Salpicão. Image: whologwhy/Flickr

Emma Higgins finds nose-to-tail eating has been the norm in an isolated part of north east Portugal for centuries


It’s after the fifth plate is put down on the table that I wonder if the meat onslaught will ever end. Two kinds of steak, three varieties of sausage and bacalhau (Portuguese salted cod) for good measure. Once the smell, salty and smoked, starts finding its way to my nose, however, I’m sure that we’ll make a very good go of it.

I’m sitting with Anabela, David and João, all from Portugal’s Trás-os-Montes region in the country’s far north east. It’s February, raining and cold outside, which makes the blazing fire in this rural restaurant all the more inviting. I feel a million miles away from the classic sun-and-sand picture of Portugal.

Trás-os-Montes (which translates to ‘behind the mountains’) is one of the most isolated parts of Portugal, which has cultivated a survivalist way of cooking and eating. In times gone by, the road links between Trás-os-Montes and the rest of the country were poor, so the locals had to make the most of the ingredients they could source close by and use every edible part.

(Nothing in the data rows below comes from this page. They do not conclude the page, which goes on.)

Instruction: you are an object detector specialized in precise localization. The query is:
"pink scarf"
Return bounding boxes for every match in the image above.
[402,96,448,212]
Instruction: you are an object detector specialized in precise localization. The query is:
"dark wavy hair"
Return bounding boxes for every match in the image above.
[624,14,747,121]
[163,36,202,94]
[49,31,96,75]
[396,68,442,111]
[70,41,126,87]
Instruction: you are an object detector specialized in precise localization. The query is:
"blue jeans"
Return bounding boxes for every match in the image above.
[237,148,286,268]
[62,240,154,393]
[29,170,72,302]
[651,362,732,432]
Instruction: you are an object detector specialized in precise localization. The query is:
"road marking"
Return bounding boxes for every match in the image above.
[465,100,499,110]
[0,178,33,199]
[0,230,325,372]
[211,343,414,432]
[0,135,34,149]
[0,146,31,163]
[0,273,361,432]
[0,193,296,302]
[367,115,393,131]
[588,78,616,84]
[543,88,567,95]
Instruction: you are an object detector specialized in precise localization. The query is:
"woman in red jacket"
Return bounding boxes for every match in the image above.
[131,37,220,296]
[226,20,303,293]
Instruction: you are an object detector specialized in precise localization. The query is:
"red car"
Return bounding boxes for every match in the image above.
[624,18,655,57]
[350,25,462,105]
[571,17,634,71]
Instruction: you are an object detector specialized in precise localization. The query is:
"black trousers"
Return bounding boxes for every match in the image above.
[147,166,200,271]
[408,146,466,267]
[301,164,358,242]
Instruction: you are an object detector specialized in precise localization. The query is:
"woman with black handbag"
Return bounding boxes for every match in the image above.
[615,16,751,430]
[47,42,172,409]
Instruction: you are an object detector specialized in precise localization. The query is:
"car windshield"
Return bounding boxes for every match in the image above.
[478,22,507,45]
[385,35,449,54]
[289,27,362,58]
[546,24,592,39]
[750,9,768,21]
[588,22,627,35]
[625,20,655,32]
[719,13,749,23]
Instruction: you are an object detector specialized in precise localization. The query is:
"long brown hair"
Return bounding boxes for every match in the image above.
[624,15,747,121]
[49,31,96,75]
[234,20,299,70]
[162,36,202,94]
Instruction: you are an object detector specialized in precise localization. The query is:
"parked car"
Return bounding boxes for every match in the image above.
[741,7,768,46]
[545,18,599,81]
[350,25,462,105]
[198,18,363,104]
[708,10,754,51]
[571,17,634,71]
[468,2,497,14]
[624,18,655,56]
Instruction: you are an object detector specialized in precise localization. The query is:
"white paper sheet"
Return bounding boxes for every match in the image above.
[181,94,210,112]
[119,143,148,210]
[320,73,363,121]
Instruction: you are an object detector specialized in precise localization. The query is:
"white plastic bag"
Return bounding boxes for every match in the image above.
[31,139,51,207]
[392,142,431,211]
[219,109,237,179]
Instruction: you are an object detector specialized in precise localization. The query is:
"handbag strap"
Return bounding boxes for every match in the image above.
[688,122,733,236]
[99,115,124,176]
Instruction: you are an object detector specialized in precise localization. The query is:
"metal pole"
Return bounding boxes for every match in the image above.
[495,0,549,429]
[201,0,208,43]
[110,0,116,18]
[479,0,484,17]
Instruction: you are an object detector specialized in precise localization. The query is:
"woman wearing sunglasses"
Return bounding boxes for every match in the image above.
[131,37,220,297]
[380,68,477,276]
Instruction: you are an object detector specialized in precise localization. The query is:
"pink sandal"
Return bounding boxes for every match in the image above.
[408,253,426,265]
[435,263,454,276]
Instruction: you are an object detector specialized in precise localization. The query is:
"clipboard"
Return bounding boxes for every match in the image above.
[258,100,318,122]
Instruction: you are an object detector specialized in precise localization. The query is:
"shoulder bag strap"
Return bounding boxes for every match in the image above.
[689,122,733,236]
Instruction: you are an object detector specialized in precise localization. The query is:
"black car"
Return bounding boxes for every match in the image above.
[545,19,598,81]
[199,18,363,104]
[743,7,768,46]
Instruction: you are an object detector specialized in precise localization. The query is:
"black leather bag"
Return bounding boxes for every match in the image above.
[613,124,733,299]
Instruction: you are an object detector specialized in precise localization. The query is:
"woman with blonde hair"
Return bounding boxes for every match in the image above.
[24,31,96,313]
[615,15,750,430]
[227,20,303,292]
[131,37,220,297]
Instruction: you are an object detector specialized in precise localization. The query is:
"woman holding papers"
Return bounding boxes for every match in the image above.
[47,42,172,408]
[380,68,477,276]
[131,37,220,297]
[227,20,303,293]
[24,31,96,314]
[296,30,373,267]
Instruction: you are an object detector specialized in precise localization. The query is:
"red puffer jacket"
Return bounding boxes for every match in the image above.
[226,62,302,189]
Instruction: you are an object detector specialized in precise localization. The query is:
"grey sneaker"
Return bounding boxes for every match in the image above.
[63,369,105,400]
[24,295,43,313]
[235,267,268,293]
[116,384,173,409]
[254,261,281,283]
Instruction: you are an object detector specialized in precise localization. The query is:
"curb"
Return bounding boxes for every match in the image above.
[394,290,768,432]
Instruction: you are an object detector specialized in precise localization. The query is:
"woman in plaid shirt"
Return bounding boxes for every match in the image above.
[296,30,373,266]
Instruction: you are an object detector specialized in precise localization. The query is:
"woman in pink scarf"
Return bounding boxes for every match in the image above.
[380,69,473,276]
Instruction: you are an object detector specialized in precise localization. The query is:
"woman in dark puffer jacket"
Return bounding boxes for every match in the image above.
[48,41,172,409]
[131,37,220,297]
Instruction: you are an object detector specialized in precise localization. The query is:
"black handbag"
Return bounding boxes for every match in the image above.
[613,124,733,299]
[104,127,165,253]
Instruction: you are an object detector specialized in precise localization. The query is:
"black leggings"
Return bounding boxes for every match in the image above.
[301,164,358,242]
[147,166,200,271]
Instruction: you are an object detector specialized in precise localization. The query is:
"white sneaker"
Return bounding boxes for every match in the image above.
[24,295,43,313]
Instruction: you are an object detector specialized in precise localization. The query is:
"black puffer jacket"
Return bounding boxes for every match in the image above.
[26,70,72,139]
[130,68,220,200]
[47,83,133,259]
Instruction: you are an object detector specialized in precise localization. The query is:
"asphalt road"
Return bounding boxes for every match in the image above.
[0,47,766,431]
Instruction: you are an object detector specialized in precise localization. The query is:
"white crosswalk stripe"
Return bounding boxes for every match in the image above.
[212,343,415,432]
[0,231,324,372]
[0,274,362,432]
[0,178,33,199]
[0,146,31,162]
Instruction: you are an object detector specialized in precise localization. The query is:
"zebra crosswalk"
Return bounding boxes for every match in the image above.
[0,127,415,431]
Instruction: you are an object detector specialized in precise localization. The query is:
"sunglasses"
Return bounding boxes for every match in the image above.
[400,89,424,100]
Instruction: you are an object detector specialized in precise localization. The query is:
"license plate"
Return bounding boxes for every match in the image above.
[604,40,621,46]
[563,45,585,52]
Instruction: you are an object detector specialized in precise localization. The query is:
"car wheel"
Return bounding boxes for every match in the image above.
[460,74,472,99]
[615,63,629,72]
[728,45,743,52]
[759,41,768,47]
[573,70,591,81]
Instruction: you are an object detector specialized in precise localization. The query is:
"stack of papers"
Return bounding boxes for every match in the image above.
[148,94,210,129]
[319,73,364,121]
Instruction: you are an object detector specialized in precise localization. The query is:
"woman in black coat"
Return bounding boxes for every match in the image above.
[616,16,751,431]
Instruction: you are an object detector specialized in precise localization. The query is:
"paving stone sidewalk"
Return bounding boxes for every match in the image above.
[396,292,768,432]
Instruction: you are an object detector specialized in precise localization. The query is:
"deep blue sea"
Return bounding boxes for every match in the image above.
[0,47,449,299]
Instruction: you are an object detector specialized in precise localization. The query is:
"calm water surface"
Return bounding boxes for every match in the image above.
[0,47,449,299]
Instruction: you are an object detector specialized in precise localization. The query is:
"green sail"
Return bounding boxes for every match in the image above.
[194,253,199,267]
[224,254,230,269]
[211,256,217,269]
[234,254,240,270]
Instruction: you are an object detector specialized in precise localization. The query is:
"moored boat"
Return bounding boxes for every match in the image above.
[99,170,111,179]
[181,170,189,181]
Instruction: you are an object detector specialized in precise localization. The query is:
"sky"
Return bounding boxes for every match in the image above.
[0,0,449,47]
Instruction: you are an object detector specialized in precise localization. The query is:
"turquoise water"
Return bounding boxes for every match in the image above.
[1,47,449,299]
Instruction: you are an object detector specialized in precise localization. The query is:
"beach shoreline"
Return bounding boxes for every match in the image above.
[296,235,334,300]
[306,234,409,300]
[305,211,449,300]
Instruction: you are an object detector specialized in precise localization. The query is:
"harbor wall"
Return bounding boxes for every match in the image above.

A modern Trás-os-Montes menu still reflects these traditions.

Fumeiros — smokehouses — became a signature part of the landscape, providing a way for locals to preserve meat for future use. With the opening up of the province to the rest of Portugal in the late-20th century, there are fewer fumeiros but smoking meat is still inherent in the region’s food culture. That’s clear from the plates in front of me — chouriço is piled high in chunks, oozing scarlet juices, next to a serving of salpicão, another sausage made with pork loin, wine, garlic and paprika. There’s also alheira, a pork-free sausage prepared with poultry instead of pork, thought to have been invented by Jews in Portugal masking their faith when it was outlawed during the Inquisition.

Many families in Trás-os-Montes own pigs, my fellow diners tell me. “When we kill the pig in our village, we use all of it,” David explains. “Sometimes I throw scraps to our dogs, and my mother shouts at me because we use all the leftovers in our chouriço. When we have prepared all the meat,” he continues, “we share it by putting on a feast for everyone in the village.” These communal dinners are held regularly within villages, but there are also larger events that bring the whole region together, such as the Vinhais Festa do Fumeiro, a smokehouse festival, and the Festival do Butelo e das Casulas, an homage to the region’s signature meat-stuffed pork intestine.

Low income and scarcity of food might be an old problem in Trás-os-Montes, but sharing takes top priority regardless. Anabela, David and João nudge plates towards me to encourage another bite. I can’t refuse, and dive my fork in for more.